My undergraduate degree was Urban Studies. I practiced as a public health professional from 1973 to 1990 before I got my master’s in Public Health at Columbia University. It was before Drexel had their executive MPH program, so for two years I went to the Columbia program and was trained in Public Health. I also teach Health Policy and Advocacy at the School of Public Health at Drexel University.
How did you get into the field of health care non-profit work?
It was through women’s reproductive health. All of my early years I worked to make sure women had access to high quality/low cost contraception, abortion services, pregnancy testing and options, and high quality birth experiences. I did it primarily through an organization called Concern for Health Options: Information, Care, and Education (CHOICE). I was the executive director ultimately, but I worked at CHOICE for fifteen years before that. So I was always very involved with community-based, non-profit, public health work. Obviously with a group like CHOICE, you’re working with all kinds of community-based efforts. So my heart was really in that. I had a short stint at a university setting. It’s now Drexel, it was Hahnemann, and in between it was taken over by a group called Allegheny Health, Education and Research Foundation (AHERF). While under AHERF, they went bankrupt and I moved all of our division in the School of Medicine to the Health Federation. It included all of the programs you know of here, like the AIDS training center and Early Head Start; all of these services got lifted into the Health Federation in 1999. My career has always been very grounded in community-based work.
What would you say is one of the most rewarding parts of serving as the Program Executive for the Philadelphia Health Corps?
Without a doubt, it’s the members. The members and the host sites are just so special and amazing in so many ways. Watching the year progress with all the members revving up, doing their service, having all those “Aha!” moments, is just incredibly great. And it’s also watching Health Corps grow as an AmeriCorps program.
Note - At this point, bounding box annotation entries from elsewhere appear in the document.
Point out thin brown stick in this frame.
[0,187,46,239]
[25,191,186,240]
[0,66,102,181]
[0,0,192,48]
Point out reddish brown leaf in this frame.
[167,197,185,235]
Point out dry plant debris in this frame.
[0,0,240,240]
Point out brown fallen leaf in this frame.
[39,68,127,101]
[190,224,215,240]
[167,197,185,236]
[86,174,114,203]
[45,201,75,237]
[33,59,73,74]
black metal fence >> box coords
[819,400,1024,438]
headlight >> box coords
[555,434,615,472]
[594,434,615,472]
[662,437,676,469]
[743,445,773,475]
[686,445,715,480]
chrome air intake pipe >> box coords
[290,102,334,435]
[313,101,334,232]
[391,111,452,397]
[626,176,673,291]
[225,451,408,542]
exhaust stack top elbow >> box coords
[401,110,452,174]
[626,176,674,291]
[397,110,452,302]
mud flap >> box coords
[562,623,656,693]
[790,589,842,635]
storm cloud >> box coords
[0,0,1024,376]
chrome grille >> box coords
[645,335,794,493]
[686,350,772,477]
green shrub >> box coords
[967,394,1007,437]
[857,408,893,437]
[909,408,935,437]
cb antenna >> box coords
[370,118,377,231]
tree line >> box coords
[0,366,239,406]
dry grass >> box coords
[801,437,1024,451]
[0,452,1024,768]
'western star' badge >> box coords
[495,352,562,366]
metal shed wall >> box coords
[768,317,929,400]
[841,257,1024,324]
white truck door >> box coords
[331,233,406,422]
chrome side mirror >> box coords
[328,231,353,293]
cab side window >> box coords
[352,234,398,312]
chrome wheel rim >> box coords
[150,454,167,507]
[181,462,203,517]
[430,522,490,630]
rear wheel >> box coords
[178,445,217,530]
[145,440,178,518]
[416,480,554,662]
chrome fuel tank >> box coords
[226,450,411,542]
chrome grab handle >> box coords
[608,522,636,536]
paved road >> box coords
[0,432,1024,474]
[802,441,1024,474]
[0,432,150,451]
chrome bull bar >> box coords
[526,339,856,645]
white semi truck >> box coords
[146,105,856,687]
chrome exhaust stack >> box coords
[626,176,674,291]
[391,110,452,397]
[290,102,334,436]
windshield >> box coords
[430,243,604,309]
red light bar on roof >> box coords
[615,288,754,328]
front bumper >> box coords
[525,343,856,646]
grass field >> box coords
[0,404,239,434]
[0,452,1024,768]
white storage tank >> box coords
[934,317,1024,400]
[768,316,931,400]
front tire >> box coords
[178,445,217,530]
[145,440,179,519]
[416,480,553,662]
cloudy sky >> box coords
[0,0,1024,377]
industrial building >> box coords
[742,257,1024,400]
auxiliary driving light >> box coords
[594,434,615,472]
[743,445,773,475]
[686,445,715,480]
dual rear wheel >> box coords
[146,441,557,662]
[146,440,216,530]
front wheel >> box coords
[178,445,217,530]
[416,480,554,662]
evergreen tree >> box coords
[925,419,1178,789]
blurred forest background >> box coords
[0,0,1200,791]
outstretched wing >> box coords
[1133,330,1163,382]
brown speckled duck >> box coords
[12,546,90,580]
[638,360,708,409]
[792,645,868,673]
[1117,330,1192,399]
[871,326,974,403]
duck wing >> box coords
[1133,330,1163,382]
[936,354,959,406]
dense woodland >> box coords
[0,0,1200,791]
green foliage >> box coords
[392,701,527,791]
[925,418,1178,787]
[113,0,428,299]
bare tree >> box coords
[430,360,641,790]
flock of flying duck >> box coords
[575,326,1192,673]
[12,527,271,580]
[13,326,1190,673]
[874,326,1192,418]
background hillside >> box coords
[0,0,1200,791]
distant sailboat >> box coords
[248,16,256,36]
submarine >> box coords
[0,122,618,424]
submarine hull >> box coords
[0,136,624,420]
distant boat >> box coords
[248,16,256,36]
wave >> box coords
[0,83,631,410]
This is the best AmeriCorps program there is. It’s the best run. It’s the best in terms of impact. And I know I’m biased, of course, but this is the most remarkable of them all. When host sites report back how amazing it was to have the service and have the members there, it’s what this is all about. It’s making more from less; it’s having more care offered in ways that wouldn’t happen if it weren’t for members.
Where do you see Philadelphia Health Corps in 5 years?
I think Philly Health Corps is going to have some growth over the next 5 years, probably because of Sara’s leadership, in the way that we work with other AmeriCorps programs in Philly. I think we’ll see growth in public officials’ understandings of what we do in Philly Health Corps. There is already movement I can see happening in that respect. I think we’ll also see changes in growth in general. I believe community service in our country is going to be growing and hopefully that will result in more slots for Health Corps as well. That would be great.
What was the first job you ever had?
I was a carhop at the A&W Root Beer stand in Galion, Ohio and I was hired, probably illegally… I was 14! While I didn’t do carhopping on roller skates, which is what I think most people think of, I was still a carhop. I was paid 55 cents an hour and I was one of the people that went between the kitchen and the cars to take the order, get the order, and then hook the tray onto the car window so that people could sit in their cars and eat. Now that I think about that, it sounds really repulsive! I never want to eat in my car. But it was very social and people hung out there. Carhops got to be in the middle of that social scene. All of my best friends were also carhops. So for about 2 years, I did that.